Potential is there for Lewis Brinson and patience should follow
Miami Marlins rookie center fielder Lewis Brinson had a key sacrifice fly on Friday to help his team defeat the San Diego Padres 4-0. He was given Saturday off but appeared as a pinch hitter and reached base on an error in the ninth inning in a 5-4 loss. He had a couple fly outs on Sunday that were a few feet away from becoming home runs.
As part of a plan to further develop Brinson, the Marlins are giving him one day off per series as a way for him to work on cleaning up his swing and refining his approach.
“The day off is a day to be able to work, work, work without having the negativity of the game or the battle of the game where you’re just going to try to compete,” Mattingly said. “In those scenarios, a lot better chance of just going back to reacting and just going back to your old self and trying to survive.”
Brinson was the centerpiece of the deal that sent outfielder Christian Yelich to the Milwaukee Brewers.

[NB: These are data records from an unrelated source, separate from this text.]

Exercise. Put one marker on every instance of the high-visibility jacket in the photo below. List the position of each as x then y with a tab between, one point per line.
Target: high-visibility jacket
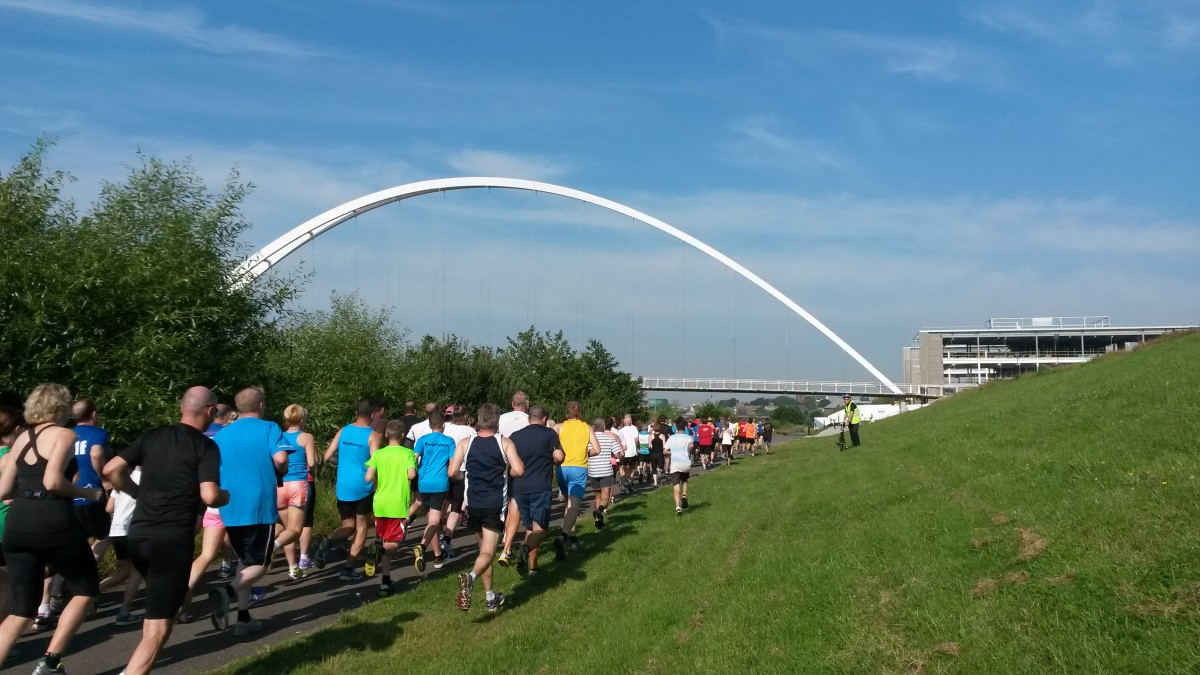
852	413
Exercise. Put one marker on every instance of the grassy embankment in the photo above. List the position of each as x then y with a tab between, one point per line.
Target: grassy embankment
1047	524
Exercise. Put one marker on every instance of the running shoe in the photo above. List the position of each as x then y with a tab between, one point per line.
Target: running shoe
375	556
465	587
243	628
323	549
126	620
45	668
419	557
257	595
496	602
349	574
220	615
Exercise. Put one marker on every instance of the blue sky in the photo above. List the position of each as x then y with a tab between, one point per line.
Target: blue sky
889	166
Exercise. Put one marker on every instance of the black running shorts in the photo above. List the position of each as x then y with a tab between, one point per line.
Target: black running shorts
347	511
485	518
252	543
28	568
166	567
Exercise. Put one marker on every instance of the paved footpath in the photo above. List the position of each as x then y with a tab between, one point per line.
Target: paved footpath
291	609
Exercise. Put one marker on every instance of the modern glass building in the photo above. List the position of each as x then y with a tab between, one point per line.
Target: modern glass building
1007	347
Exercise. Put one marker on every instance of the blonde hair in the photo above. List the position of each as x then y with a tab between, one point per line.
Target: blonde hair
48	402
294	414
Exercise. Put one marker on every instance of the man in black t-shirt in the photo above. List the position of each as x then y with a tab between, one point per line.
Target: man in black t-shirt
180	476
539	449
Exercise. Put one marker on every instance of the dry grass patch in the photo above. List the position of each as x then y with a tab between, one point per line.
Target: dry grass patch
1031	545
984	587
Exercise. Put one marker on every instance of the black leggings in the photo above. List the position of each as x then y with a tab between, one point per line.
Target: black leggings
27	572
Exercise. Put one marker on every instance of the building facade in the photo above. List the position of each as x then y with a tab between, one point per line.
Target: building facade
1007	347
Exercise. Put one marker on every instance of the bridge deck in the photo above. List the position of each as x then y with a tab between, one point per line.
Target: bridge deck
810	387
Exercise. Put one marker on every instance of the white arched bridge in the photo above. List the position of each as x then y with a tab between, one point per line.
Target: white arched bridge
307	231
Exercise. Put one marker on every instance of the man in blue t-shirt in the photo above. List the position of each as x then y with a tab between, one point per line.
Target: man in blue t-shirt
253	454
353	446
433	452
91	446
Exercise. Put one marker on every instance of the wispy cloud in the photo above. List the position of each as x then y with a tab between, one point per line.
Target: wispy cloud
507	165
1126	33
757	144
927	59
184	25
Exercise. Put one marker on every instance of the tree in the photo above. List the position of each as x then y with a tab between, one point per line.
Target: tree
131	303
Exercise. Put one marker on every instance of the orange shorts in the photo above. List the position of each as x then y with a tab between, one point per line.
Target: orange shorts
292	494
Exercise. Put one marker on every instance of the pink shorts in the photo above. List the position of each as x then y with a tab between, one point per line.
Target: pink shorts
213	519
292	494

He has been a consensus top-30 prospect in baseball over the last three years and was also the centerpiece in a trade that brought catcher Jonathan Lucroy from Milwaukee to the Texas Rangers in 2016. The potential is still there even if the patience isn’t.
Despite hitting .163, Brinson is second among Marlins hitters in home runs with nine. That puts him on pace for 20 home runs, which combined with his defensive prowess makes him appear to be the next Jackie Bradley Jr. While the power might be a promising direction for Brinson, Mattingly emphasized the overall development.
“I think we need him to be a hitter first,” Mattingly said. “The power is going to be there. The better his swing gets, the better he gets an understanding of the strike zone, having an approach out there, the homers are going to be there as a byproduct.
“Think about that,” Mattingly said about the home runs. “That’s a moment here and a moment there over 200 at-bats. So we’re gonna need more consistency if we’re going to win.”
The Dan Le Batard Show, a popular ESPN Radio show based in Miami Beach, has started a campaign for Brinson to get voted into the MLB All-Star Game as a starting outfielder. While the bat might be cold for Brinson, the glove is hot, as he currently leads all major-league center fielders by committing five errors.
“He already is a great defender,” Mattingly said. “Our thing is developing the complete player. Stolen bases will be there for him. Home runs will be there for him. Extra base hits will be there for him. All that stuff’s there when you develop the whole player.”